叫びと同時に激しく身を捩る彼女。おそらく、その瞬間に普通ならば彼女の精神の影響を受けて周囲の炎の精霊たちが活性化したのでしょうが……。
「あぁ、さつき。今、オマエさんの術はすべて封じられている。せやから、無駄な事はするな」
そもそも、オマエと俺。一体何度目の直接対決だと思って居るんだ?
かなり呆れた雰囲気でそう言う俺。但し、さつきの方から言えばおそらく二度目。それも、一度目に関して言うと、直接刃を合わせた訳ではなく、闘気をぶつけ合っただけ。故に初めての直接対決だ、と言われても不思議ではない相手だと思う。
但し、俺の方から言えば違う。以前の生命でもさつきとは何度も戦って居る。その度に瞳がふたつに別れるとか、分身が何人も現われるとか、刀や槍などが一切通用しなくなる、などの平将門の加護を得られていた状態の彼女と戦わされたら、その内に対処法を考えるようになって当然。
正面から正々堂々と戦う。……まぁ、それで勝てる相手ならば問題がないのですが、残念ながら彼女はそのレベルの相手と言う訳ではありません。ならば、多少の小細工を行ったり、策を弄したりするのは当然でしょう。

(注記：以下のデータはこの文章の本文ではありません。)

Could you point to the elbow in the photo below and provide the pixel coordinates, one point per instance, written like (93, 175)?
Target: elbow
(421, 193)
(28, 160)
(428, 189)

「そのオマエさんの周囲を舞っている風の正体は大元帥明王呪の結界。その結界をさつきの能力や加護でどうにかするのは不可能や」
割とのんびりとした調子で口にしたその術の名前を聞いて、さつきの顔色が変わった。
そう、大元帥明王呪。この術は基本的に鎮護国家や怨敵退散などの呪が籠められた術なのですが、そんな術なら他にいくらでもあります。今回この術を使用した理由は、この術が承平天慶の乱の際に、平将門を討ち取った術だから。